It’s easy to do well in a boom, when the money runs almost as freely as champagne, and when investors feather their nests with the profits of successful speculation. This was never more so the case than in the GCC, where oil money transformed the local capital markets into the biggest bull on the Arabian block.
After the booming bull has come the bear of bust. It is a bitter pill to swallow, especially when it has not been our fault. The inescapable truth is that business cards from the world’s blue chip banks and finance houses have lost their luster — rogue hedge fund investor Bernard Madoff saw to that when his $50 billion scam wiped out the asset portfolios of some of America’s most powerful investors. A well-cut suit, a Harvard MBA and a Manhattan employer are no longer enough to get people to part with their money.
For the time being at least.
All of this means that in 2009, a year in which we can expect the champagne to dry up, CEOs will have to prove their mettle by showing their respective boards that they can step up to the plate and deliver real solutions in this era of change — for there will be massive change and we are not just talking about the global recession. The whole financial dynamic has shifted, as has the flow of global investment.
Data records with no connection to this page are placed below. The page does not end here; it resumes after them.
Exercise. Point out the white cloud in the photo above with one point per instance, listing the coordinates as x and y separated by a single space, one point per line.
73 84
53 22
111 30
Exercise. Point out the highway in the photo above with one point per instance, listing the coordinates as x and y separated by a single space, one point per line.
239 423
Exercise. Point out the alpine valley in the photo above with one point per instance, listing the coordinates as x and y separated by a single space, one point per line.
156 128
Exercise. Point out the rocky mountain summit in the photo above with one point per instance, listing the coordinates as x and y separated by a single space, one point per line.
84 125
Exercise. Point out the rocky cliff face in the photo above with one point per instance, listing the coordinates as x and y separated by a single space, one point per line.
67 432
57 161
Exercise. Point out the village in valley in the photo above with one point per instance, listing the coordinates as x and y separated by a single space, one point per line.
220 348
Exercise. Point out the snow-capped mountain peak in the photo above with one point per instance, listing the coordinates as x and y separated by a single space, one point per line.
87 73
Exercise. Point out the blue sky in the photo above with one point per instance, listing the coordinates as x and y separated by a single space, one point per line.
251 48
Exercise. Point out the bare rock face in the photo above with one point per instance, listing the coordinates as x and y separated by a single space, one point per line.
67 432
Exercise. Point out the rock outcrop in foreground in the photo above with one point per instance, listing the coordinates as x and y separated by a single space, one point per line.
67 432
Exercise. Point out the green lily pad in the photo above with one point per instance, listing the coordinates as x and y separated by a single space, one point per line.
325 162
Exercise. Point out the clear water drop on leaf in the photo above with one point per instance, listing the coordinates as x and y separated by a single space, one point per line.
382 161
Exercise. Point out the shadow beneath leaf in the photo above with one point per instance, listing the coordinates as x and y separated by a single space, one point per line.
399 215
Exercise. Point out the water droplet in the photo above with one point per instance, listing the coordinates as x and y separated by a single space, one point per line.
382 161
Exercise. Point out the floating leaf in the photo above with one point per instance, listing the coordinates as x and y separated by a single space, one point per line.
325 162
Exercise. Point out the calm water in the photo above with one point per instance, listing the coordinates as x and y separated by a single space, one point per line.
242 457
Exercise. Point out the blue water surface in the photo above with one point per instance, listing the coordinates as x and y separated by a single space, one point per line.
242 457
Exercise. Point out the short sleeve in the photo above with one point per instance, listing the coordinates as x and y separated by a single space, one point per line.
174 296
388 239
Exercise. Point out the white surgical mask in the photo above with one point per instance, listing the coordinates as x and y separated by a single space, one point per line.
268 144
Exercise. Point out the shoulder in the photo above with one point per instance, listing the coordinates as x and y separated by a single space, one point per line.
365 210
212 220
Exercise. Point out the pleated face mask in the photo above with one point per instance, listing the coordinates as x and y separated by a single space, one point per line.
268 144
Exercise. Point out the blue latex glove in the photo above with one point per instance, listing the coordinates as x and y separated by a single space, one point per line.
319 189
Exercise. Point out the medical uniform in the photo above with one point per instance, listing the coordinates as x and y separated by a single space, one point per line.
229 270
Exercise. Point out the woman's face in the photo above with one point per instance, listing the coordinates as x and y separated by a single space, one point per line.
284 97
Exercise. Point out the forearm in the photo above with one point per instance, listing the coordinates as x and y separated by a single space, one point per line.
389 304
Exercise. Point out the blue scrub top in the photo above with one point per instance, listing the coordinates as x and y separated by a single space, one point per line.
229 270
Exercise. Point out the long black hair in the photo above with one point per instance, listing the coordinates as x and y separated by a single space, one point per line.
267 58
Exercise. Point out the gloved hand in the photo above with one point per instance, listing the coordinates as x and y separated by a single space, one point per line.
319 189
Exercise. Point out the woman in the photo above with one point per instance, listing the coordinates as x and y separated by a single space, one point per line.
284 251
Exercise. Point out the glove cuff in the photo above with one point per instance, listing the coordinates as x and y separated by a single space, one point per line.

We were once told that every dollar would return to the US, but now the dollar is leaving America and taking up extended residence in China, in Russia, in India and in Brazil. No one saw it coming, but the flaws in the US free trade agreement are coming back to haunt the architects of its design.
The implications of all this need to be taken on board. CEOs will have to reacquaint themselves with the basics of macroeconomics and devise micro-strategies to maintain their companies’ competitive edge. And they must do this within the parameters of good corporate governance, sticking to their mission and managing ethically.